Adjust vectorized cost for reduction.
Checks
Commit Message
x86 doesn't support horizontal reduction instructions, reduc_op_scal_m
is emulated with vec_extract_half + op(half vector length)
Take that into account when calculating cost for vectorization.
Bootstrapped and regtested on x86_64-pc-linux-gnu{-m32,}.

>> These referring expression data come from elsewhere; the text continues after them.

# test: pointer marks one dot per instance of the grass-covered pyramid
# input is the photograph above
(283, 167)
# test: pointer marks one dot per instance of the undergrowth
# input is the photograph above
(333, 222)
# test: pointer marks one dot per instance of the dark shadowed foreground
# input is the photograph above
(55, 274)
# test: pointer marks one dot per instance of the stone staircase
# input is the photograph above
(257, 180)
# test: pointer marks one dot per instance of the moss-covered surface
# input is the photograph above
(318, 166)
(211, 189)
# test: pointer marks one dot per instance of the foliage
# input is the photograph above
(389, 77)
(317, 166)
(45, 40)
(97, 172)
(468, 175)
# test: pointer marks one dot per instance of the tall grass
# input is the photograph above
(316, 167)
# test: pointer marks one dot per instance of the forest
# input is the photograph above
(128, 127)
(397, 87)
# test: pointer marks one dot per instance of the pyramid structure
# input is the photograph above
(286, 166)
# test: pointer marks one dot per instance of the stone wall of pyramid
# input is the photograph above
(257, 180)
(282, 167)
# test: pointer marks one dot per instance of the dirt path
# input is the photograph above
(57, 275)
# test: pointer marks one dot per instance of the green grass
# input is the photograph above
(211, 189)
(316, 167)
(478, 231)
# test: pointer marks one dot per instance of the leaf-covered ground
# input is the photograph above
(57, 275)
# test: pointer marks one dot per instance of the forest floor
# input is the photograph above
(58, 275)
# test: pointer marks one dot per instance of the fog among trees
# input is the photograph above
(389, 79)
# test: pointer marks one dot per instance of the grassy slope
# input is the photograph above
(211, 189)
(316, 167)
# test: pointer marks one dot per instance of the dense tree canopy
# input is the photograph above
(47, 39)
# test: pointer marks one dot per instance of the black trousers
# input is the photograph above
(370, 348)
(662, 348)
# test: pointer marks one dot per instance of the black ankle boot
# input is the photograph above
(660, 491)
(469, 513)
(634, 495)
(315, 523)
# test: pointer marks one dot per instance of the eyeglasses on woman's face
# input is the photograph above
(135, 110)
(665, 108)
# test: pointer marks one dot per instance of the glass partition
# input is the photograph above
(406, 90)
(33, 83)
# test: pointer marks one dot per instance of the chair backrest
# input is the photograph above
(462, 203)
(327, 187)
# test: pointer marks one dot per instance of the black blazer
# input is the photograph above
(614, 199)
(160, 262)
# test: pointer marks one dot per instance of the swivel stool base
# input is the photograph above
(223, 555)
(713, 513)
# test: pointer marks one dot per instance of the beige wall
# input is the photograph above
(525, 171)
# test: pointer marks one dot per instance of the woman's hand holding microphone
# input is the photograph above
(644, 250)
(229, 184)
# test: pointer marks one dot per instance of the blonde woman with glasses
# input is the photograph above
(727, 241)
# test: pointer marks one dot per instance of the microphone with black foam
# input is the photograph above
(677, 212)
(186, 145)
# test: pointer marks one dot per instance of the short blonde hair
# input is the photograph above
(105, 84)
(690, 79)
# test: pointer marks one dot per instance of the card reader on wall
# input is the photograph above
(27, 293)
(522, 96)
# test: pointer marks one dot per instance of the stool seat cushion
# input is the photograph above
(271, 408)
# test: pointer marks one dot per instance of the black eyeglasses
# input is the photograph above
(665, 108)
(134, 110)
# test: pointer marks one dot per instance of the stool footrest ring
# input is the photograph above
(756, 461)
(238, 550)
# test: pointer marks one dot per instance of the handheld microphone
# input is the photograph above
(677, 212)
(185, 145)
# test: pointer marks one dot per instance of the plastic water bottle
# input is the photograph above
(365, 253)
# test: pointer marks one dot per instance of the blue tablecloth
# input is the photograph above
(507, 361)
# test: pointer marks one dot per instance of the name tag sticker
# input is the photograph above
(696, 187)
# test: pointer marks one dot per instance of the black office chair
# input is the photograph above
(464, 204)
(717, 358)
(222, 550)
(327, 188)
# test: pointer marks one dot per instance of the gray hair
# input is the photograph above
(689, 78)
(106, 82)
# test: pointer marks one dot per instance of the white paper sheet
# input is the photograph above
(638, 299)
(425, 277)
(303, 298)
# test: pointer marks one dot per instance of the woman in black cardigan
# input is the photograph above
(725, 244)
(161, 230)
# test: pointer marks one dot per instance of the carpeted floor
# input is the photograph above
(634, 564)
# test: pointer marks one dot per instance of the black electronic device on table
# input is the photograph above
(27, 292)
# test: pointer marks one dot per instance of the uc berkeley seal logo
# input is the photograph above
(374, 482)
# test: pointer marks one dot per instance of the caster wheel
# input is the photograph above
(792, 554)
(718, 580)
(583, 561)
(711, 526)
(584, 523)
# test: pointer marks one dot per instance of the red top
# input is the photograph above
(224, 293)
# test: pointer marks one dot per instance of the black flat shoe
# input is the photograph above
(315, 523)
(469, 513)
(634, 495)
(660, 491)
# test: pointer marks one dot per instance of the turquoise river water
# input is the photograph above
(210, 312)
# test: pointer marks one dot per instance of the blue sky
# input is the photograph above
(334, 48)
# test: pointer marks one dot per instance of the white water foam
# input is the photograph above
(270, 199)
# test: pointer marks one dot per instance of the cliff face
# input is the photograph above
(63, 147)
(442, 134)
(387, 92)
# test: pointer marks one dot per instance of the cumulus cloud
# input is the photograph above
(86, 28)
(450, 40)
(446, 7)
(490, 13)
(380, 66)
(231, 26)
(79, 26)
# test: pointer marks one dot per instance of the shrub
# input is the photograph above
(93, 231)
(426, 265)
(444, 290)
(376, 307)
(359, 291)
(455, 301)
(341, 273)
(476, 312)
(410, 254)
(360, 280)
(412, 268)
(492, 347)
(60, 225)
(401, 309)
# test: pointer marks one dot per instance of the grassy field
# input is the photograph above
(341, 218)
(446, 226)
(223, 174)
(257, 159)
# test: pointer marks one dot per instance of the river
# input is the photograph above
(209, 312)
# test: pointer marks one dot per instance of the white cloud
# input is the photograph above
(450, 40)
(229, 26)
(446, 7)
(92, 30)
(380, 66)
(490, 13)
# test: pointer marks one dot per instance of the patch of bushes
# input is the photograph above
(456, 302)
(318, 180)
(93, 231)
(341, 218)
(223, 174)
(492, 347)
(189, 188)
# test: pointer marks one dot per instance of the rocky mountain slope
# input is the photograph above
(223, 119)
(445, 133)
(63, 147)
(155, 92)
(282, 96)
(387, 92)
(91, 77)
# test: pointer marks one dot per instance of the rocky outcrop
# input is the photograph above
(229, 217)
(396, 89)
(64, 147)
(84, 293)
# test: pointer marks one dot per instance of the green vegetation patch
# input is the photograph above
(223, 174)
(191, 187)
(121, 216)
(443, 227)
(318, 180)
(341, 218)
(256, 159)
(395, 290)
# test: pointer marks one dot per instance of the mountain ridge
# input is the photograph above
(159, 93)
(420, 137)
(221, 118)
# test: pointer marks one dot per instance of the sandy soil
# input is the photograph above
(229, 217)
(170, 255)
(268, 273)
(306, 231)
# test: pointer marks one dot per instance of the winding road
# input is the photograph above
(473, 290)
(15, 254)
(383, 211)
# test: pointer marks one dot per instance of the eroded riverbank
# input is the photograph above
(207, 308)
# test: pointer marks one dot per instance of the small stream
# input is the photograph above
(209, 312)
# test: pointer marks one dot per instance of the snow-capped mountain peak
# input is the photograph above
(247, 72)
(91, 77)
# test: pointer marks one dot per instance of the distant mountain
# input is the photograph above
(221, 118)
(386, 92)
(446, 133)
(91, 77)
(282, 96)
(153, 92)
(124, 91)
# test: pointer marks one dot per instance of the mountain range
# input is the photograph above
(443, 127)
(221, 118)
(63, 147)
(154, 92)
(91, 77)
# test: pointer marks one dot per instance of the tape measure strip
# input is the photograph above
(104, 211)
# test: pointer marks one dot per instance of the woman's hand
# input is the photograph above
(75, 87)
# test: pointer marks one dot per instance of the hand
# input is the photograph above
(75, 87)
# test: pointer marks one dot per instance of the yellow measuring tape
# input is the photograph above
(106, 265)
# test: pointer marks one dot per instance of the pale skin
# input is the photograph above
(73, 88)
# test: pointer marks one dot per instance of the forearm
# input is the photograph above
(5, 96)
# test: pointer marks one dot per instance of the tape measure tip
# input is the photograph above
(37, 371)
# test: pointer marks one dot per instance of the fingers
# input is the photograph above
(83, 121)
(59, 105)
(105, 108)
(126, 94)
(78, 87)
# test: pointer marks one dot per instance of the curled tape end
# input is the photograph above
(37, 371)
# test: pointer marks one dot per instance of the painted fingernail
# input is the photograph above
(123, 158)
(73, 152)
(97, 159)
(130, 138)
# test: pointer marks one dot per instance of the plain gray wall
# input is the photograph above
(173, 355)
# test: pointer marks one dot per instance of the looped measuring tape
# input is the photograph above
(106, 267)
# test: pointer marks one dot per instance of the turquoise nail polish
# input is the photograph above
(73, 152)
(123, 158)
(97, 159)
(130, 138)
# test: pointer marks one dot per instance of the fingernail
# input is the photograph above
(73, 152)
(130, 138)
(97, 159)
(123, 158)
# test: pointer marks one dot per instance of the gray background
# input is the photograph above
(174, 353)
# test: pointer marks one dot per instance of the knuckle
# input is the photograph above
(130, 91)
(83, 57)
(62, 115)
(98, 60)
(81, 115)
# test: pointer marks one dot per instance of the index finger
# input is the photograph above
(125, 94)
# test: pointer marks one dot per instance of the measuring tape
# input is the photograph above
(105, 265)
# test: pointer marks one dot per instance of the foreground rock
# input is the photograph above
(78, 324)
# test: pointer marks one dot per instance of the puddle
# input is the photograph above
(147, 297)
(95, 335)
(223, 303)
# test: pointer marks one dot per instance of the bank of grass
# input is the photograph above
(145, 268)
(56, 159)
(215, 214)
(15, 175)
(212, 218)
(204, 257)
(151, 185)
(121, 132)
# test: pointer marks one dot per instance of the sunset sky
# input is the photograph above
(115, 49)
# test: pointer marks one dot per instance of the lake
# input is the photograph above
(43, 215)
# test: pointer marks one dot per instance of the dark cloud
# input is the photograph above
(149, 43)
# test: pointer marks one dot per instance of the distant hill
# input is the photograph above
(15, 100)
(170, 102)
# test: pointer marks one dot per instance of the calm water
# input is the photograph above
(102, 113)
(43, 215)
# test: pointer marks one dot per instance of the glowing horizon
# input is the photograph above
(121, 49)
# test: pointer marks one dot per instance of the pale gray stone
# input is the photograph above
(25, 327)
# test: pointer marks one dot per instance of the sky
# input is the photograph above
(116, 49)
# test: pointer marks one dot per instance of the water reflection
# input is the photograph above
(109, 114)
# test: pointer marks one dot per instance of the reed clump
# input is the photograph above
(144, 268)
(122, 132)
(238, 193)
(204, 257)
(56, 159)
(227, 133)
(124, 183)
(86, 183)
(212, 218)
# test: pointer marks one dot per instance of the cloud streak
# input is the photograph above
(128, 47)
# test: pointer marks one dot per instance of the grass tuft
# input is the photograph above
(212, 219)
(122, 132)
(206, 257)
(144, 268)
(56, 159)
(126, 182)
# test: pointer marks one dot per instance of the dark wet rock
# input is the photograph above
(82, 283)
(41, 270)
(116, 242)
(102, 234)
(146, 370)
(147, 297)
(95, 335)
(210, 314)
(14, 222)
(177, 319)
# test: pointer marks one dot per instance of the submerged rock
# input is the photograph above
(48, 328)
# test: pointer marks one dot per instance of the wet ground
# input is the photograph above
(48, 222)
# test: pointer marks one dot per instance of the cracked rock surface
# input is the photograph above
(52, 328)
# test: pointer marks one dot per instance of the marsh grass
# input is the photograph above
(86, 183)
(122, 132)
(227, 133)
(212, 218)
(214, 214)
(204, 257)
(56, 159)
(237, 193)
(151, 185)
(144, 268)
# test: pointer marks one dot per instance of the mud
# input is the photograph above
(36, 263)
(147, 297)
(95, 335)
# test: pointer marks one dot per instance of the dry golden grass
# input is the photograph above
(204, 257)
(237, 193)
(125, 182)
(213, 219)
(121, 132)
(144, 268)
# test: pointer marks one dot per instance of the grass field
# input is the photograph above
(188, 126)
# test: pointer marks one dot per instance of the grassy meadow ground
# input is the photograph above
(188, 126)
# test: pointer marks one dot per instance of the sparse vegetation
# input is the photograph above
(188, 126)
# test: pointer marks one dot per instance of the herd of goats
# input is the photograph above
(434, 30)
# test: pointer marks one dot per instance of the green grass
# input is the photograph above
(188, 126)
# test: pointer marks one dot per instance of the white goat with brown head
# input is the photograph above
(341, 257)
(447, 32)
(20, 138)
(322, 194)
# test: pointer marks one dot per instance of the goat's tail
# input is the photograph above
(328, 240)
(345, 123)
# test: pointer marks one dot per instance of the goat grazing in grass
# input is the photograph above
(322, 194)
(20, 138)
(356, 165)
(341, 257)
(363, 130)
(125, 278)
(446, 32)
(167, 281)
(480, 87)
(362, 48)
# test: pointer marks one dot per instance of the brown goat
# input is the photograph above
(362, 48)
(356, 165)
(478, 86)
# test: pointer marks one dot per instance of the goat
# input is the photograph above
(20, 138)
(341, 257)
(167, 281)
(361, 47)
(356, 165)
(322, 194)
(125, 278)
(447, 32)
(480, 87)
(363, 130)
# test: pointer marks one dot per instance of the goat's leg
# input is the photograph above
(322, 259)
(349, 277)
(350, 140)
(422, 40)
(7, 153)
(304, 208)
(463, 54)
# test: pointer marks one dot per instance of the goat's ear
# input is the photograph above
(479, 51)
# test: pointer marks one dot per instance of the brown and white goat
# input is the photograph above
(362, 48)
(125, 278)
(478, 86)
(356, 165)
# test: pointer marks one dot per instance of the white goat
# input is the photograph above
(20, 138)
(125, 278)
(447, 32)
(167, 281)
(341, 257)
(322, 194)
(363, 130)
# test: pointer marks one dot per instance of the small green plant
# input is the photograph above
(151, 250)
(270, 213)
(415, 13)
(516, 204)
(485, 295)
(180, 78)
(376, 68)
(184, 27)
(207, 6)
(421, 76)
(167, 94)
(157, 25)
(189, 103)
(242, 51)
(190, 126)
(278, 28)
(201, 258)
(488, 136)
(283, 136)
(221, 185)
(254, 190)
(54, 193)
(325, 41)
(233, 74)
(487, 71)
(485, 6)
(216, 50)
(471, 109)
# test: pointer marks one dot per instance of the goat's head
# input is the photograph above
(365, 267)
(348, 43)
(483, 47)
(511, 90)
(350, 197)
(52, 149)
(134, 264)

No big performance impact on SPEC2017 as measured on ICX.
Ok for trunk?
gcc/ChangeLog:
PR target/112325
* config/i386/i386.cc (ix86_vector_costs::add_stmt_cost):
Handle reduction vec_to_scalar.
(ix86_vector_costs::ix86_vect_reduc_cost): New function.
---
gcc/config/i386/i386.cc | 45 +++++++++++++++++++++++++++++++++++++++++
1 file changed, 45 insertions(+)
Comments
On Tue, Dec 12, 2023 at 7:12 AM liuhongt <hongtao.liu@intel.com> wrote:
>
> x86 doesn't support horizontal reduction instructions, reduc_op_scal_m
> is emulated with vec_extract_half + op(half vector length)
> Take that into account when calculating cost for vectorization.
>
> Bootstrapped and regtested on x86_64-pc-linux-gnu{-m32,}.
> No big performance impact on SPEC2017 as measured on ICX.
> Ok for trunk?
I don't think keying on only on vec_to_scalar is good since
vect_model_reduction_cost will always use that when
extracting the scalar result element from the final vector
as well so you'll get double-counting here.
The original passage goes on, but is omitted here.